Of course, the most used stack is currently CUDA, which is proprietary and only works on Nvidia.
AMD made its own version called HIP, which translates quite directly to CUDA, but also runs on AMD cards via ROCm.
Intel has its own stack called oneAPI, which I think is based on SYCL, a Khronos standard (just like OpenCL/OpenGL/Vulkan/etc). I believe SYCL programs can also be ran on AMD and NVIDIA using third-party compilers/translation tools such as hipSYCL, and I think SYCL can also be compiled to OpenCL.
I recently also heard about efforts to support running HIP programs on SYCL, so hopefully soon GPU compute will be less vendor-bound, with CUDA translating relatively easily to HIP, and HIP and SYCL also not offering compatibility problems either way.
The only hope is that Intel pushes OpenCL as one of the selling points of their new Arc GPUs. They seem to be starting with the gaming market, however, which isn't very interested in computing. It could be that they have plans to attack the non-HPC market, in which case it would make sense to follow OpenCL.

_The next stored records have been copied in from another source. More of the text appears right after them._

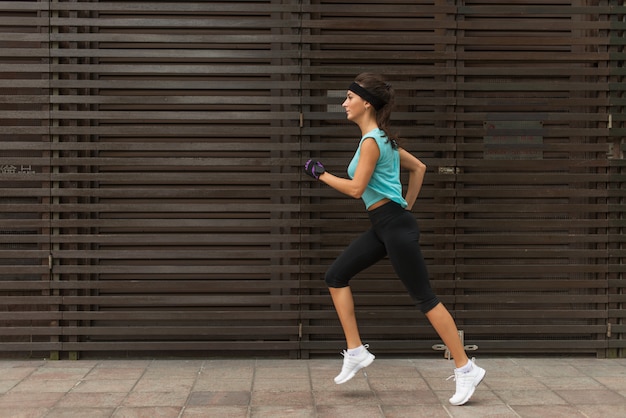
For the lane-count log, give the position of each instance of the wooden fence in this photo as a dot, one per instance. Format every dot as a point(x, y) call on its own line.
point(152, 198)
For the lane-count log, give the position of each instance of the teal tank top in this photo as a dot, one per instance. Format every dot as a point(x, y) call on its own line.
point(385, 180)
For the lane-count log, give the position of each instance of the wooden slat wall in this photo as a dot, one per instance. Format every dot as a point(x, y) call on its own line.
point(161, 172)
point(413, 44)
point(175, 134)
point(29, 316)
point(508, 106)
point(617, 185)
point(531, 159)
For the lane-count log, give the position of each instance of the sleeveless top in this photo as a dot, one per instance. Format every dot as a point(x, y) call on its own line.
point(385, 180)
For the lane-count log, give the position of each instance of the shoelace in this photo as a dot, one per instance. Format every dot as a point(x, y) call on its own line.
point(345, 352)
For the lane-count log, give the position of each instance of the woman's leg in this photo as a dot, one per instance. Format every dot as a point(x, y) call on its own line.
point(445, 326)
point(401, 238)
point(344, 305)
point(363, 252)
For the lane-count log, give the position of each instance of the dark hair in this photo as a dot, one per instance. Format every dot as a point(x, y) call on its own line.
point(377, 86)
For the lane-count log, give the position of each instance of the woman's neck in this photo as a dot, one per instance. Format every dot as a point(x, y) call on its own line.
point(368, 127)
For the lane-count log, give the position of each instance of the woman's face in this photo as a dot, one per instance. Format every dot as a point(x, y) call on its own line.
point(354, 106)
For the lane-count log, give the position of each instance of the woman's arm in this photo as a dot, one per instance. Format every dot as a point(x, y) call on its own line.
point(416, 170)
point(356, 186)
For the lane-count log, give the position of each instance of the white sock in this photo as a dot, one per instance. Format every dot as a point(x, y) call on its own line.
point(355, 351)
point(466, 368)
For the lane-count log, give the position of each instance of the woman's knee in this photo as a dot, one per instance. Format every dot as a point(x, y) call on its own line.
point(334, 280)
point(427, 305)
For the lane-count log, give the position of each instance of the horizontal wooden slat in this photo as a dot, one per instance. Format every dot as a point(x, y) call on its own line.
point(150, 173)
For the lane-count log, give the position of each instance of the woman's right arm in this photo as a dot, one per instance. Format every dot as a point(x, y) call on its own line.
point(416, 170)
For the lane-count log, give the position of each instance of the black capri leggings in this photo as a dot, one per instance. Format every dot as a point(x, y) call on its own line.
point(395, 233)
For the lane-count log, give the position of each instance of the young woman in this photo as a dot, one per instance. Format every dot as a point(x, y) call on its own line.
point(374, 176)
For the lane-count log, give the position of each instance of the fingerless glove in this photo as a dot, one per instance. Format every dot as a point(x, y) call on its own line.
point(314, 168)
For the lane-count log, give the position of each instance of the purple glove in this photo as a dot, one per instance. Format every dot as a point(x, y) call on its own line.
point(314, 168)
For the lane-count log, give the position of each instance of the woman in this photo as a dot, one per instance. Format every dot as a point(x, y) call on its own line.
point(375, 177)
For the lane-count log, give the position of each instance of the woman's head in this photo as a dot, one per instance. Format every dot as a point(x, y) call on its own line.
point(373, 89)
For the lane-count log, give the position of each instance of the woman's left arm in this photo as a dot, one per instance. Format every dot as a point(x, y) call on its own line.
point(416, 170)
point(356, 186)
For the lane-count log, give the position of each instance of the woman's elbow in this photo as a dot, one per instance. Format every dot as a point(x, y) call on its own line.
point(356, 192)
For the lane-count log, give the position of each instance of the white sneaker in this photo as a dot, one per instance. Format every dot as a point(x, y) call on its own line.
point(466, 383)
point(352, 364)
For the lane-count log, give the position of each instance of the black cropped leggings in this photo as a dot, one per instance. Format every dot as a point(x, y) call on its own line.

At the same time, Intel is developing oneAPI, so it may make more sense to look at that instead of OpenCL.
From others' comments here, it seems there hasn't been much development since then in OpenCL land. I imagine details of device support might vary over generations of hardware and driver releases... I made use of half-precision float storage but ran compute at single-precision since my devices did not offer fast half-precision math.

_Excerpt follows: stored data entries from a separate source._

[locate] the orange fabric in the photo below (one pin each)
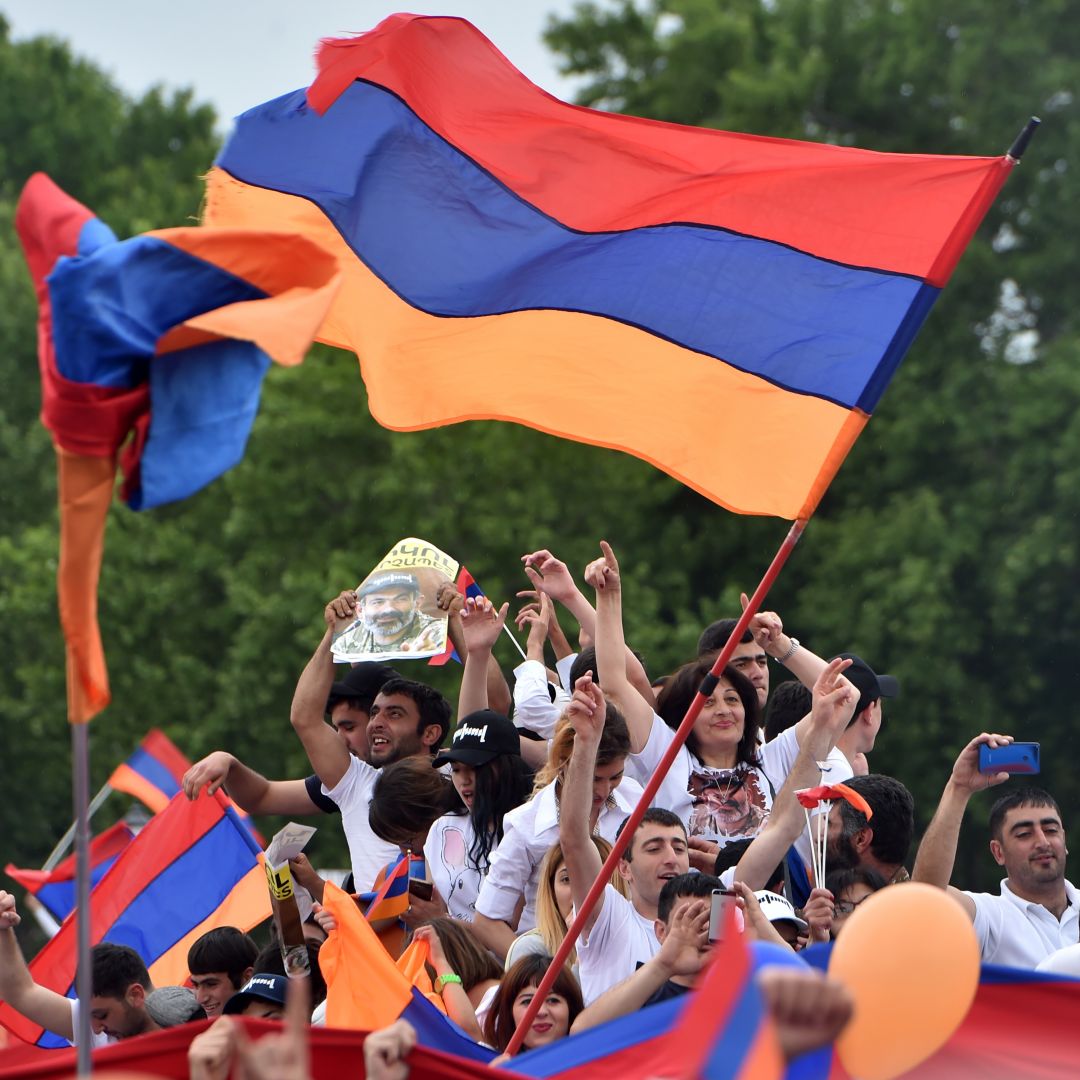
(567, 374)
(85, 490)
(412, 966)
(126, 780)
(246, 906)
(364, 988)
(300, 279)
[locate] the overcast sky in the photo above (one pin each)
(239, 53)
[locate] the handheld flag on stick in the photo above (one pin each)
(152, 774)
(164, 337)
(656, 272)
(467, 584)
(824, 796)
(193, 867)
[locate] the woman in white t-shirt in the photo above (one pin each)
(720, 782)
(490, 780)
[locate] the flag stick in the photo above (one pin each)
(65, 840)
(634, 820)
(517, 644)
(80, 775)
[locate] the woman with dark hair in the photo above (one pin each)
(558, 1011)
(490, 779)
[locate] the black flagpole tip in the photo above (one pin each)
(1016, 150)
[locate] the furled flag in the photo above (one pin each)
(686, 295)
(366, 989)
(467, 585)
(153, 774)
(55, 889)
(193, 867)
(161, 340)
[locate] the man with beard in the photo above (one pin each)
(1037, 912)
(389, 619)
(406, 719)
(880, 844)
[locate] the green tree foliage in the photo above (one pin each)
(944, 551)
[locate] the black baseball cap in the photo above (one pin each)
(259, 987)
(481, 738)
(869, 685)
(363, 682)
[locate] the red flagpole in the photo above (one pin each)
(650, 790)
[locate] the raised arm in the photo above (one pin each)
(326, 752)
(481, 625)
(679, 956)
(834, 703)
(17, 987)
(768, 631)
(933, 864)
(251, 791)
(585, 714)
(603, 575)
(552, 577)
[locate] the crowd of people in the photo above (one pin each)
(516, 806)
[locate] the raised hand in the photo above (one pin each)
(819, 914)
(550, 575)
(447, 598)
(340, 611)
(966, 774)
(212, 772)
(603, 572)
(386, 1050)
(9, 917)
(834, 699)
(686, 937)
(808, 1010)
(481, 623)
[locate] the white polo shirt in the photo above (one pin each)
(1065, 961)
(528, 832)
(620, 940)
(1020, 933)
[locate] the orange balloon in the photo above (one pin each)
(909, 958)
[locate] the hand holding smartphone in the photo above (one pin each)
(1020, 758)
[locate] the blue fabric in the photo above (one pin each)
(203, 404)
(110, 309)
(450, 240)
(149, 768)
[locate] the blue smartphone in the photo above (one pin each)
(1015, 757)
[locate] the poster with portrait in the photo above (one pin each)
(396, 616)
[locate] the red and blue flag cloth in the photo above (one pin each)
(685, 293)
(153, 774)
(151, 350)
(55, 889)
(467, 585)
(192, 868)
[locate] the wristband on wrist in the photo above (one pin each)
(787, 656)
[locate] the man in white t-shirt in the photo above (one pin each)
(619, 933)
(406, 719)
(119, 980)
(1038, 910)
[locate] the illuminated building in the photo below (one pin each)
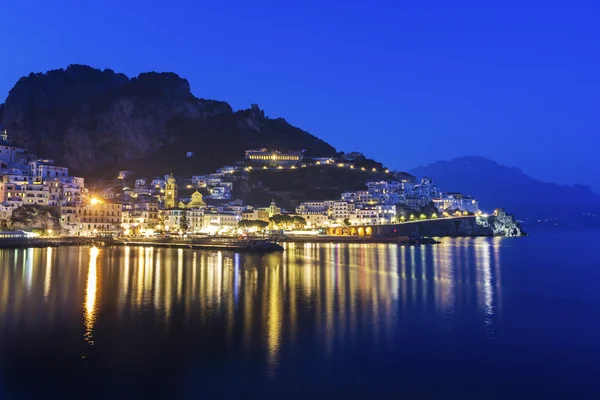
(265, 156)
(171, 193)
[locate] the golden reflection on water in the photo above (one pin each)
(331, 292)
(91, 290)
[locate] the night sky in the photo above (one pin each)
(405, 84)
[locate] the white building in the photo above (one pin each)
(456, 201)
(220, 192)
(47, 169)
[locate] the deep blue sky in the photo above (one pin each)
(518, 82)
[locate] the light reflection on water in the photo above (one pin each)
(344, 290)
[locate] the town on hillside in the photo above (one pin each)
(37, 195)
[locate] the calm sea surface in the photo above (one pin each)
(485, 318)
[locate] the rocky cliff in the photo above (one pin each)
(35, 217)
(97, 122)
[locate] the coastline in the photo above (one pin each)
(252, 245)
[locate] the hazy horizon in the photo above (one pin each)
(514, 83)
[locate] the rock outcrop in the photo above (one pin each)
(35, 217)
(97, 122)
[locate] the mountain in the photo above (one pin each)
(97, 122)
(496, 185)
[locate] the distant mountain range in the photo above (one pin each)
(496, 185)
(98, 121)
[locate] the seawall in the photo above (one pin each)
(493, 225)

This was small "hpc", i.e. a task that would run on one workstation or modest single socket or dual socket x86_64 server or VM. The most performance-sensitive aspect was that it was also used during the data loading/startup phase of an interactive tool. So a human user was impatiently waiting for results. The first prototype was just using Python numpy routines for convolutions, etc. I used OpenCL to get running time from many minutes down to tens of seconds and called it good enough.
I enjoyed that I could run the same code on a workstation GPU with the NVIDIA driver or via x86 multithreaded SIMD using the Intel driver. I did not do any real work with Intel nor AMD GPUs because of the hardware selection we had on hand. I also needed more than 6GB GPU RAM for it to be worth using. Even my Titan X with 12GB was only about 2-3x faster than using x86 SIMD for my problem, due to the complex tradeoffs between RAM and bus bandwidths for data transfers. This is after I'd already done some algorithmic optimizations to bring down the compute/IO ratio.
A big thing I hear others talk about is the rich development tools with CUDA and the relatively impoverished OpenCL tooling. I am old school enough to get along without it. I was able to compensate for limited Python OpenCL tools by doing some of my development and debugging cycle embedded in hacked up variants of my own viz tools. You might think of this a bit like debugging with printf, except my print statement could send a dense 3D array into an OpenGL-based renderer on my workstation.